Patrice Tanaka, Founder & Chief Joy Officer of Joyful Planet LLC, interviews people who are actively living their purpose and contributing to a more joyful planet. This interview spotlights Brian Maloney, CEO & Founder at CUSP NYC and Associate Curator at Cheryl Hazan Gallery.

PT:  Brian, what I love and admire about you is how you’re pursuing your passion and living your purpose, in part, through the amazing work you’ve done over your communications career, including creating a successful PR agency, Maloney + Fox, and now at your exciting, new entrepreneurial venture, CUSP NYC. Can you share your life’s purpose with us? I define a life’s purpose as one that leverages your greatest talents, experience and passion in service of people and planet.

Brian Maloney CEO & Founder at CUSP NYC and Associate Curator at Cheryl Hazan Gallery

Brian Maloney
CEO & Founder at CUSP NYC and Associate Curator at Cheryl Hazan Gallery

BM:  To sum it up simply, I believe my life purpose from a very young age has been to convince those around me – friends, family, co-workers – that “they can” and for me to be as supportive as I can to help them achieve whatever they want. From running marathons, learning how to cook, or having confidence to begin an art collection, my purpose now is to help those find inspiration through powerful, creative and energetic outlets.

A dear friend of mine accelerated this avenue of thinking for me 20 years ago. Zoe Koplowitz, the celebrated “world record holder of last place marathon finishes” wrote a truly inspirational book called “The Winning Spirit” and her philosophy touched me deeply. Here is a woman with Multiple Sclerosis, and Diabetes, “running” international marathons and showing the world that with true grit and spirit you can accomplish anything if you put your mind to it. “Advil also helps,” she says.

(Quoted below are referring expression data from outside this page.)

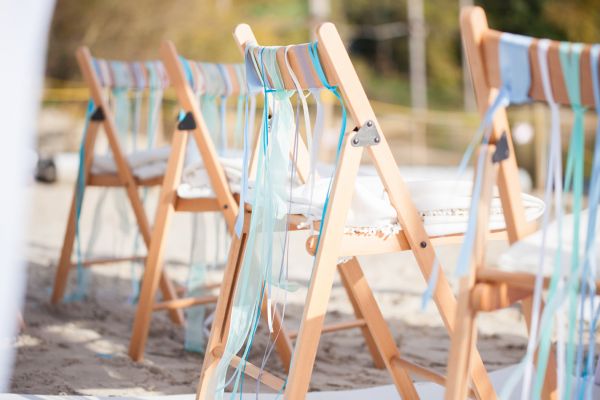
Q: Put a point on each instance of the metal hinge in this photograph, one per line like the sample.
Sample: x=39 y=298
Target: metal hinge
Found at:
x=502 y=151
x=98 y=115
x=187 y=123
x=367 y=135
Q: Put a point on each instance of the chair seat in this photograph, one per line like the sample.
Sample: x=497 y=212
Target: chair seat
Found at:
x=524 y=255
x=443 y=205
x=196 y=182
x=145 y=164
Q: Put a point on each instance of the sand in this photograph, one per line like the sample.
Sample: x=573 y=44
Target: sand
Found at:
x=81 y=347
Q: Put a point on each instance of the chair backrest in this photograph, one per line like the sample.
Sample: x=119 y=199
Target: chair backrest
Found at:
x=482 y=47
x=190 y=79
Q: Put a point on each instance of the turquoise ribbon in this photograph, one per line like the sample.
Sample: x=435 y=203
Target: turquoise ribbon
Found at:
x=590 y=246
x=570 y=59
x=313 y=51
x=82 y=273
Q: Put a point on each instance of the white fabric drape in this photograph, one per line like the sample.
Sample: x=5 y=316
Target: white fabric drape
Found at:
x=23 y=36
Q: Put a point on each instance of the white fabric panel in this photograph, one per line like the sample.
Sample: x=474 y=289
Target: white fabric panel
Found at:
x=23 y=35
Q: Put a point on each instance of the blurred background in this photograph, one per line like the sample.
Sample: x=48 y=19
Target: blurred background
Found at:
x=407 y=52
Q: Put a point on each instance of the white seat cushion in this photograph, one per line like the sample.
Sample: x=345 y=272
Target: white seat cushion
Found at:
x=443 y=205
x=524 y=255
x=196 y=183
x=145 y=164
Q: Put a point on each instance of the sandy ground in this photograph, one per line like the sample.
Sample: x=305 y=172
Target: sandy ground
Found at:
x=81 y=347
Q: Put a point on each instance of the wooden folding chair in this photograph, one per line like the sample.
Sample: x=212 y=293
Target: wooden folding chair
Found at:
x=123 y=178
x=336 y=242
x=485 y=288
x=223 y=200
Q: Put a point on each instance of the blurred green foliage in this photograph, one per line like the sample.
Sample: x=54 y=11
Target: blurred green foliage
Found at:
x=201 y=29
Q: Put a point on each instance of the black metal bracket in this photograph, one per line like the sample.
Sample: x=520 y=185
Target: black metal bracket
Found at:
x=367 y=135
x=98 y=115
x=502 y=151
x=187 y=123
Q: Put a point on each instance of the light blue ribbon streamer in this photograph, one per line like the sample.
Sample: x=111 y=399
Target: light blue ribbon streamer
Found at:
x=570 y=60
x=588 y=278
x=594 y=199
x=82 y=273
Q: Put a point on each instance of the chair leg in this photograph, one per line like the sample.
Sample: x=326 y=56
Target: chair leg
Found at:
x=377 y=329
x=549 y=390
x=280 y=336
x=220 y=326
x=352 y=295
x=153 y=276
x=462 y=348
x=64 y=263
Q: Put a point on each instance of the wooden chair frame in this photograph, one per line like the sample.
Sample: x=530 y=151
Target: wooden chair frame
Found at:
x=224 y=201
x=335 y=243
x=485 y=288
x=124 y=178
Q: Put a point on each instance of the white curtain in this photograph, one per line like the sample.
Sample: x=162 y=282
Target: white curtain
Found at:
x=23 y=37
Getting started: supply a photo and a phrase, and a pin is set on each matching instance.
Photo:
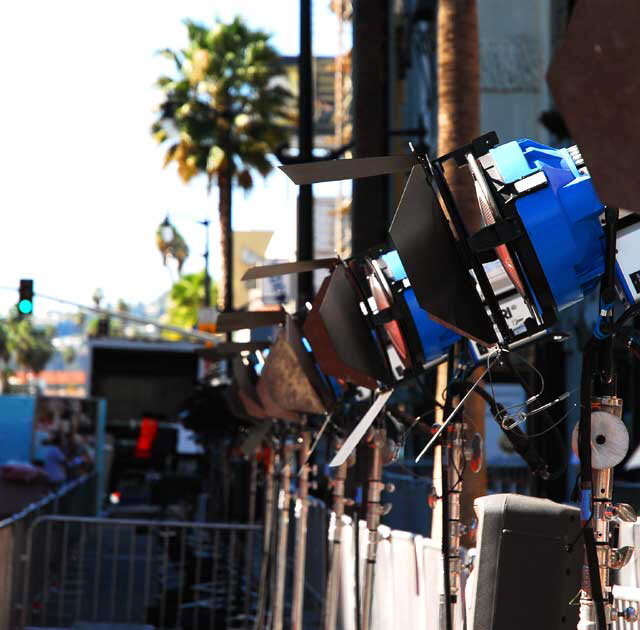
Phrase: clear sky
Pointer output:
(82, 188)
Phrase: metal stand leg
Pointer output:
(284, 504)
(301, 515)
(374, 511)
(269, 506)
(253, 485)
(333, 578)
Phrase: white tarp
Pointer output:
(408, 580)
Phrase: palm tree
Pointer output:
(224, 111)
(186, 297)
(5, 357)
(30, 346)
(458, 124)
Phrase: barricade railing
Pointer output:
(168, 574)
(76, 497)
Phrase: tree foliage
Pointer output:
(224, 112)
(186, 297)
(223, 103)
(30, 346)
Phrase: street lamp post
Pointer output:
(207, 279)
(167, 234)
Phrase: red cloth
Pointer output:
(148, 432)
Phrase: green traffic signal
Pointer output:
(25, 307)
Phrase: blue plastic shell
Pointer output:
(562, 219)
(434, 338)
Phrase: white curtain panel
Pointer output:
(408, 580)
(630, 535)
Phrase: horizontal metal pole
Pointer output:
(146, 523)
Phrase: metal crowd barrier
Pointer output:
(167, 574)
(76, 497)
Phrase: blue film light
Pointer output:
(434, 338)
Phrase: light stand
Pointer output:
(284, 504)
(269, 507)
(301, 516)
(375, 510)
(333, 578)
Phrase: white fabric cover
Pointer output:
(408, 580)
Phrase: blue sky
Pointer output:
(82, 188)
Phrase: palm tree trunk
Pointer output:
(226, 238)
(458, 124)
(459, 94)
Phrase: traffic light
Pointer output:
(25, 298)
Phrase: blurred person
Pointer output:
(54, 459)
(81, 453)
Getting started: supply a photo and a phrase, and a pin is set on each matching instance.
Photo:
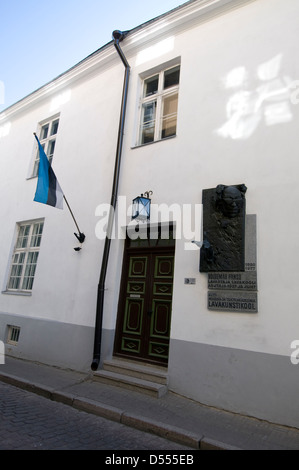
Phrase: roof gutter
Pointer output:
(117, 36)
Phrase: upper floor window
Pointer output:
(159, 105)
(47, 138)
(25, 255)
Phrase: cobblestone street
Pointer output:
(32, 422)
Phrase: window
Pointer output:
(47, 138)
(13, 334)
(159, 105)
(25, 257)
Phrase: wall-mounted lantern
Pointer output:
(142, 207)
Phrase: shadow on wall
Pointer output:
(269, 102)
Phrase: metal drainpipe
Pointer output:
(117, 36)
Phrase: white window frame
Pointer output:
(157, 97)
(47, 140)
(25, 257)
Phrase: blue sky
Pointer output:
(39, 40)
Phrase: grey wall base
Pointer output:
(50, 342)
(254, 384)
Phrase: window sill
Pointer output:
(22, 293)
(154, 142)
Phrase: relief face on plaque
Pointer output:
(224, 210)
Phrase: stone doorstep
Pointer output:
(141, 378)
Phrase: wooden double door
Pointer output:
(144, 312)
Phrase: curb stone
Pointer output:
(172, 433)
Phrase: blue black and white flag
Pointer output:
(48, 190)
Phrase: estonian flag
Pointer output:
(48, 190)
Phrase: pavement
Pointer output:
(172, 416)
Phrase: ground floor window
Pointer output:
(25, 256)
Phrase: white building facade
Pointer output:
(212, 98)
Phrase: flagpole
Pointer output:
(81, 236)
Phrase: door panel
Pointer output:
(144, 315)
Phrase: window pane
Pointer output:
(16, 271)
(148, 122)
(50, 152)
(171, 77)
(44, 131)
(169, 118)
(36, 235)
(23, 236)
(54, 127)
(151, 86)
(30, 270)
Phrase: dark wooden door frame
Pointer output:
(151, 252)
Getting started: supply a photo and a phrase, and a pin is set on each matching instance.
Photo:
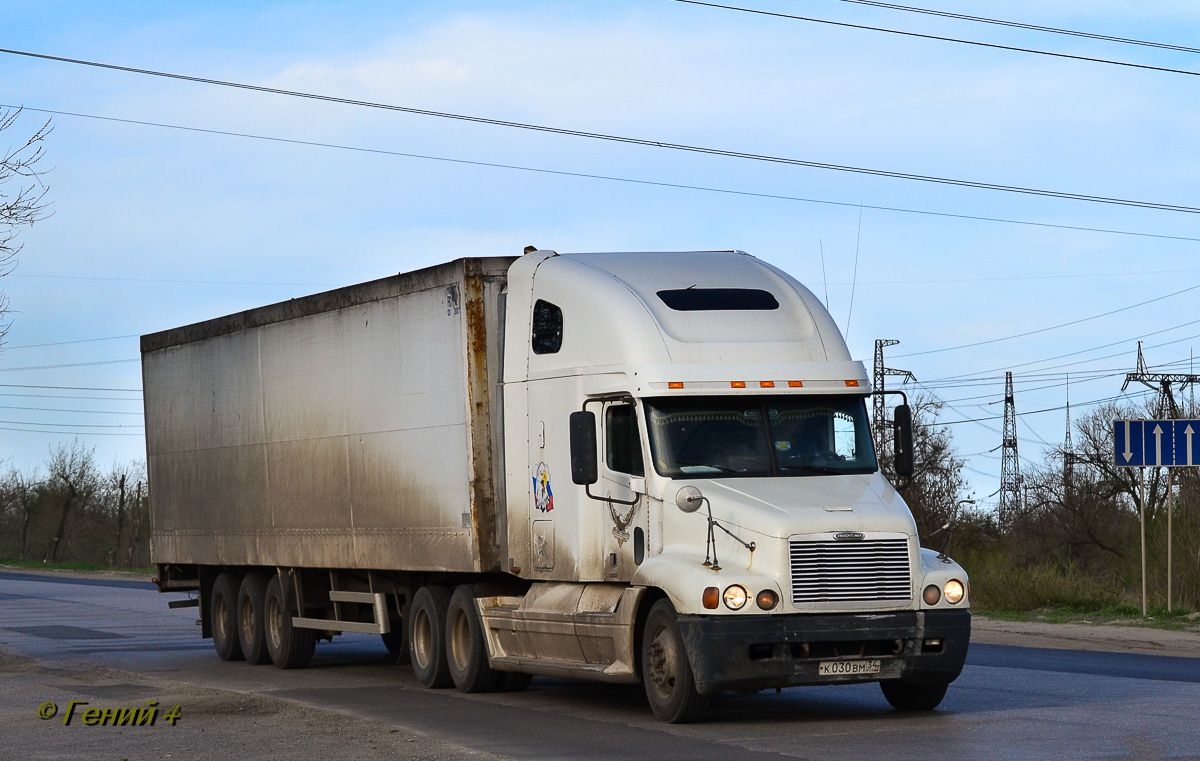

I reference Zoe here because she has greatly influenced how I have developed and defined my own “purpose.” I could barely run for 10 minutes at a time and because of Zoe’s motivation, I’ve run 15 full marathons worldwide. From these experiences, I went on to also coach more than 25 novice runners, encouraging them that “yes you can, one step at a time.”

PT:  When did you discover your life’s purpose? Was there a triggering incident?

BM:  While I believe discovering my purpose has been a culmination of many life moments – both sad and happy – like losing my mother to cancer when I was 17, getting married, having children, meeting Margie Fox while at PT&Co. – I do recall one defining “POW” that put everything into perspective for me.

I call it “The Taco Sauce Moment.”

It was this point where as the US Brand Marketing/Managing Director at Ogilvy PR, I was reviewing a 100-page document loaded with data and meta data and more data about “how to get Millennial Moms to buy more Old El Paso Taco Sauce.” And then, it hit me like a basket full of jalapeno peppers.  Part mid-life crisis? Part turning “FIVE ZERO”? Maybe, but it was this moment where I decided to completely reboot my career through a prism of what I was interested in – art, music, food, design – and not necessarily hot trends for Cinco De Mayo dip recipes.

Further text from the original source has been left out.